1961 Anayasası hukuk devleti prensibini benimseyen ilk Anayasadır. Kuvvetler ayrılığı (yasama, yürütme ve yargı) ilkesi 1961 Anayasası ile gelmiştir. Anayasa kurulmuş ve hakimlik teminatı getirilmiştir. 1973 yılı anayasal değişikliği ile Bakanlar Kuruluna Kanun Hükmünde Kararname Çıkarma yetkisi verilmiştir. Demokratik olarak çok partili hayata Cumhuriyet yıllarında geçilse de Türkiye’de siyasal partilerden söz eden ilk anayasa 1961 Anayasasıdır. Temel hak ve özgürlükleri de ayrıntılarıyla ve tek tek düzenleyen ilk anayasamız 1961 Anayasasıdır. 1961 anayasasına göre Devlet, “insan haklarına dayalı” iken birazdan bahsini edeceğim 1982 anayasası “insan haklarına saygılı devlet” tir. Yani 1982 anayasası tanınan haklar ve özgürlükler konusundaki tanınan çerçeveyi daraltmıştır. Türkiye’de Sosyal Devlet anlayışına da 1961 Anayasası ile geçilmiştir. Devlet Planlama Teşkilatı 1960 yılında kurulmuş olup 1961 anayasasında yerini almıştır. 1982 anayasası DPT’yi anayasadan çıkarmış ancak kurum nezdinde kaldırmamıştır. Başbakanlığa bağlı olarak görev ifa eden DPT 2011 yılının Kasım ayında Kalkınma Bakanlığına dönüştürülmüştür. Halen yürürlükte olan 1982 Anayasası ise 12 Eylül 1980 İhtilali sonrasında asker yönetime el koymuş ve kurulan Danışma Meclisi tarafından hazırlanmış olup 18 Ekim 1982’de kabul edilerek yürürlüğe girmiştir.

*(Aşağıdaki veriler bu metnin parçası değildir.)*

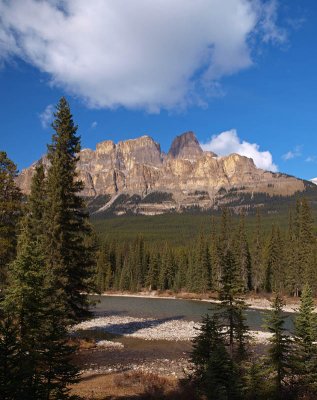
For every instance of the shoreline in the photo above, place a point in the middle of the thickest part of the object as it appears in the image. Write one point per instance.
(149, 329)
(252, 303)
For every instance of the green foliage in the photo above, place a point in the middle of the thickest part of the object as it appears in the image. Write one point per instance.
(305, 348)
(280, 345)
(214, 373)
(10, 209)
(68, 254)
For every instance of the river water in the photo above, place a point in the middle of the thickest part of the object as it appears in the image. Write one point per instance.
(189, 310)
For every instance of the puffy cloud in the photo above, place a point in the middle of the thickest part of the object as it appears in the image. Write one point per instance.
(46, 117)
(228, 142)
(137, 54)
(296, 152)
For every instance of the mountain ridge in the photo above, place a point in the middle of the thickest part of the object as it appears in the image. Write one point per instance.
(189, 177)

Yasama organındaki çift kanatlı parlamento sistemi terk edilmiş olup TBMM tek çatı altında birleştirilmiştir. 1982 anayasasına göre “Egemenlik kayıtsız şartsız milletindir; millet, egemenliğini yetkili organları eliyle kullanır. “(1924 anayasasında egemenliği kullanan tek organ TBMM iken, 61 ve 82 anayasaları egemenliğin yetkili organlar eliyle kullanılacağını belirterek TBMM’nin bu konudaki iradesini de kısıtlamıştır. Konu fazlasıyla çeşitlendirilebilir tabii ki ancak bu bilgileri de en azından bu yazım için kafi görüyorum ve gündemi hemen hemen her gün meşgul eden, medya organlarının manşetten vermekte olduğu anayasa değişikliğinde ne gibi çoğunluklar aranır hangi durumlarda halk oylamasına sunulur biraz da bunlardan bahsetmek istiyorum.
1982 Anayasasına göre Anayasa Değişikliği TBMM üye tam sayısının (550 mv) en az 1/3’ünce yazıyla teklif edilebilir. Teklif TBMM üye tam sayısının 2/3’ü ya da 3/5 ‘inin oyuyla kabul edilebilir. 2/3 ve daha çok oyla kabul edilen değişikliği Cumhurbaşkanı yayımlayabileceği gibi geri gönderebilir ya da halkoyuna sunabilir. (İhtiyari Halk Oylaması)
Değişiklik teklifi 3/5’den çok, 2/3’den az oyla kabul edilmişse Cumhurbaşkanı geri göndermediği takdirde Halk Oylamasına sunmak zorundadır.
TBMM her durumda Cumhurbaşkanının geri gönderdiği teklifi 3/5 oyla kabul edip tekrar Cumhurbaşkanına gönderebilir.
Halkoylamasına gidilirse Cumhurbaşkanının kararının resmi gazetede yayımından 60 günden sonraki ilk Pazar günü Halk Oylaması yapılır.
Anayasa değişiklikleri gizli oyla oylanır, ivedilikle görüşülmez.( iki kez oylanır, iki oylama arasında en az 48 saat geçer.)
Bakanlar Kurulu Anayasa Değişikliği teklifinde Bulunamaz.
Anayasa Değişiklikleri anayasa mahkemesince esas bakımından denetlenemez, yalnız şekil bakımından denetlenebilir. Anayasanın şekil bakımından denetimi teklif ve oylama çoğunluğuna ve ivedilikle görüşülmeyeceği şartına uyulup uyulmadığının denetimidir.
Anayasa değişikliğinin iptali için ise yalnızca Cumhurbaşkanı veya TBMM üye tam sayısının 1/5’i kadar milletvekili dava açabilir. Dava değişikliğin resmi gazetede yayımından itibaren 10 gün içinde açılabilir. Şekil bozukluğu def’i yolu ile ileri sürülemez. Anayasa değişikliğinin iptali için Anayasa Mahkemesinin 2/3 çoğunlukla karar vermesi gerekir.